Published in the Sydney Morning Herald on Thursday 19 September 2013
By Tim Costello, World Vision Australia chief executive
The Abbott government has wasted no time in reshaping Australia's aid program. Within hours of being sworn in on Wednesday, the new government created confusion around the status of AusAID, the independent agency that has managed Australia's aid program with integrity for more than two decades.
Our aid program is now to be ''integrated'' into the Department of Foreign Affairs and Trade where, according to the new Prime Minister, aid priorities can be more closely aligned to diplomatic interests. The decision is worrying because rather than the two objectives of aid and diplomacy being complementary, the livelihoods and health of our neighbours are now at risk of being subsumed to other, more short-term and politically expedient agendas.

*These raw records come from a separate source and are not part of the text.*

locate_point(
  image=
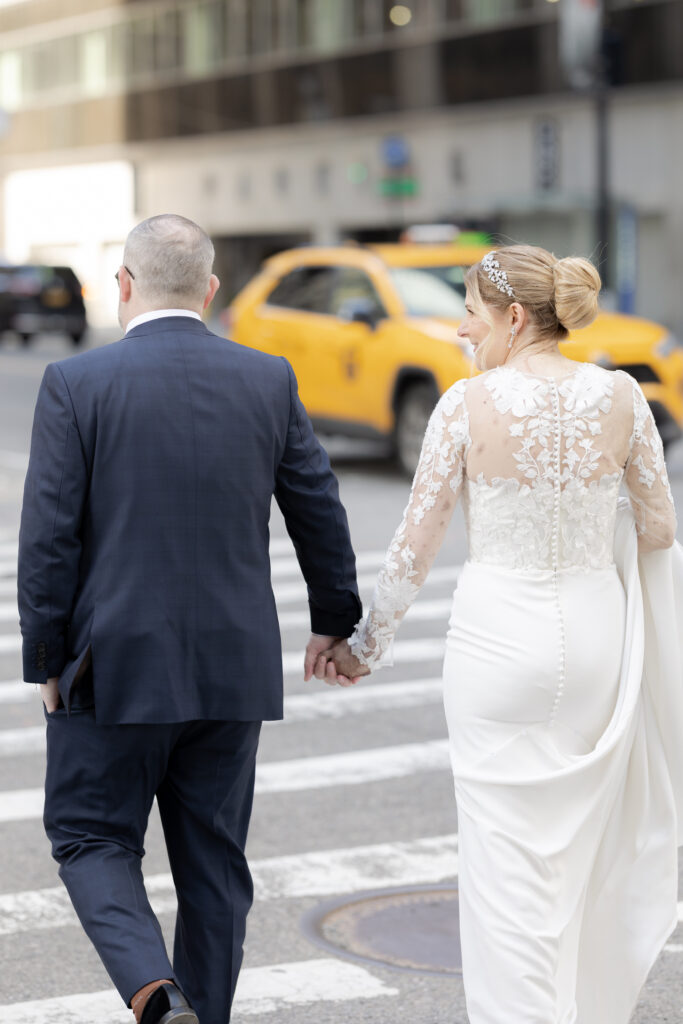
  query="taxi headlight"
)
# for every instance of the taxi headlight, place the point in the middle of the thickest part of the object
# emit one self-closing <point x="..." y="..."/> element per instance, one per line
<point x="668" y="345"/>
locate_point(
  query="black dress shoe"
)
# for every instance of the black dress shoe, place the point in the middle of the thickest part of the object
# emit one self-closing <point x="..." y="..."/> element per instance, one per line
<point x="167" y="1005"/>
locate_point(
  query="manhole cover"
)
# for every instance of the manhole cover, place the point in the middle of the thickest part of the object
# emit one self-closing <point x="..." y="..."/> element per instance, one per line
<point x="416" y="929"/>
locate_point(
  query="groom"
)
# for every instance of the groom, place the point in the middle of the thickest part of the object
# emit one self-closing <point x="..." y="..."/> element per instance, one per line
<point x="148" y="617"/>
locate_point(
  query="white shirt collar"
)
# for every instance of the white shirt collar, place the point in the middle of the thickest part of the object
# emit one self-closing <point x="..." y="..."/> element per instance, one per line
<point x="158" y="313"/>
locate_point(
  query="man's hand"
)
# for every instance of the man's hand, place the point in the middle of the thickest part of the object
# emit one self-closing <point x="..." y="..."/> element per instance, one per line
<point x="338" y="665"/>
<point x="50" y="693"/>
<point x="314" y="648"/>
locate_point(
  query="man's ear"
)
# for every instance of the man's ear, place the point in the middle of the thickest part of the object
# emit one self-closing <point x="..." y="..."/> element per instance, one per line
<point x="124" y="285"/>
<point x="214" y="285"/>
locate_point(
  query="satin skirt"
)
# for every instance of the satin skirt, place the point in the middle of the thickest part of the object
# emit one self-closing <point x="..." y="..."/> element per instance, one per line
<point x="563" y="696"/>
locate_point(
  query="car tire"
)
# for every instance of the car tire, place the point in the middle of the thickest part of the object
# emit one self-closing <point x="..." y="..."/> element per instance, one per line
<point x="415" y="408"/>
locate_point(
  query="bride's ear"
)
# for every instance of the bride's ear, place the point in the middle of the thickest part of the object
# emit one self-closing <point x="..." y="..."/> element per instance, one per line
<point x="518" y="314"/>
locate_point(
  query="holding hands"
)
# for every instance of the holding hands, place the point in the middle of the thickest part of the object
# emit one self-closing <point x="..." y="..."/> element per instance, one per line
<point x="331" y="658"/>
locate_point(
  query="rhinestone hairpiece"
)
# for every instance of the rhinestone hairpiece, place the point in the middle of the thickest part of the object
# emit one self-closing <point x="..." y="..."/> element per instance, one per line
<point x="492" y="268"/>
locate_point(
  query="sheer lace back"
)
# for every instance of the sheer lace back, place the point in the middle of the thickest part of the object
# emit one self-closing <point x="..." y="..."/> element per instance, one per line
<point x="541" y="462"/>
<point x="542" y="487"/>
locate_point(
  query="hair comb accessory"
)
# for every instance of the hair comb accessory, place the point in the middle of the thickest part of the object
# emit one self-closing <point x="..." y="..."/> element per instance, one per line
<point x="492" y="268"/>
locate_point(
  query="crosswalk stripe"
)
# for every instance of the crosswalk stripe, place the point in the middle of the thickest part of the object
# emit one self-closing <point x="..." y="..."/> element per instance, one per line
<point x="260" y="990"/>
<point x="290" y="566"/>
<point x="420" y="611"/>
<point x="14" y="460"/>
<point x="404" y="652"/>
<point x="15" y="692"/>
<point x="326" y="702"/>
<point x="287" y="593"/>
<point x="428" y="860"/>
<point x="351" y="768"/>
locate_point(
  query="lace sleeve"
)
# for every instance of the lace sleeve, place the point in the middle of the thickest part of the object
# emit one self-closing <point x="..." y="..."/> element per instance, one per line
<point x="645" y="477"/>
<point x="435" y="488"/>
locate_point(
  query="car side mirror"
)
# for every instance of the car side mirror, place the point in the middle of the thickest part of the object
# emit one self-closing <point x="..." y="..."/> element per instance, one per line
<point x="360" y="311"/>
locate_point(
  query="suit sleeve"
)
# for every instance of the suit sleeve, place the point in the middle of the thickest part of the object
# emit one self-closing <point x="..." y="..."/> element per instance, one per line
<point x="49" y="553"/>
<point x="307" y="494"/>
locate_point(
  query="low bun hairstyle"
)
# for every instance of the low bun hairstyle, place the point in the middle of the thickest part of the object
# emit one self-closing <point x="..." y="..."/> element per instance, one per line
<point x="577" y="289"/>
<point x="559" y="295"/>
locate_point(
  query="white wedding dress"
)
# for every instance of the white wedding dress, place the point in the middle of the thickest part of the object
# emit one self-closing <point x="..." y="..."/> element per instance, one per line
<point x="563" y="685"/>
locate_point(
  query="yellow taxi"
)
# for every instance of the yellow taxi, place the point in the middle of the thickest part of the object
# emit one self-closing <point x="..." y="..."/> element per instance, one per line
<point x="371" y="333"/>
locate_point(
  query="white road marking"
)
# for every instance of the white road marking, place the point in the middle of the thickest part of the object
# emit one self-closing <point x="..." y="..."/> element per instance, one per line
<point x="20" y="805"/>
<point x="323" y="872"/>
<point x="361" y="699"/>
<point x="352" y="768"/>
<point x="13" y="460"/>
<point x="260" y="990"/>
<point x="287" y="593"/>
<point x="404" y="651"/>
<point x="14" y="742"/>
<point x="290" y="566"/>
<point x="421" y="611"/>
<point x="326" y="702"/>
<point x="16" y="692"/>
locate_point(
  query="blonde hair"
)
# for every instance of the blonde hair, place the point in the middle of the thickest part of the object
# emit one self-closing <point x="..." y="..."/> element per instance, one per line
<point x="559" y="295"/>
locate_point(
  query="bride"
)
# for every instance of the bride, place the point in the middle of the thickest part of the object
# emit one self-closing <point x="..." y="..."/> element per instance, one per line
<point x="563" y="686"/>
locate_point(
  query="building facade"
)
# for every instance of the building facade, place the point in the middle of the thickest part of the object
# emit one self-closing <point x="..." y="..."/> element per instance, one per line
<point x="281" y="122"/>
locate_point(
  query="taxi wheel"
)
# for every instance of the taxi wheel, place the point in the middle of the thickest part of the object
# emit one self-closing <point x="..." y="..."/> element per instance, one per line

Although only two weeks ago the Coalition retreated further on a bipartisan commitment to take Australian aid up to the global benchmark, its message that it would begin ''reform'' of the foreign aid program by redirecting funding towards non-government organisations was welcome. These organisations enjoy public support and trust. (World Vision Australia now only receives 11 per cent of its funding from AusAID.)
Canada and New Zealand have also taken the ''integration'' path in their aid programs, with negative results. Since the abolition of CIDA, AusAID's Canadian counterpart, that aid program has shrunk considerably and Canada's standing as a global citizen has diminished. The New Zealand experience is similarly discouraging.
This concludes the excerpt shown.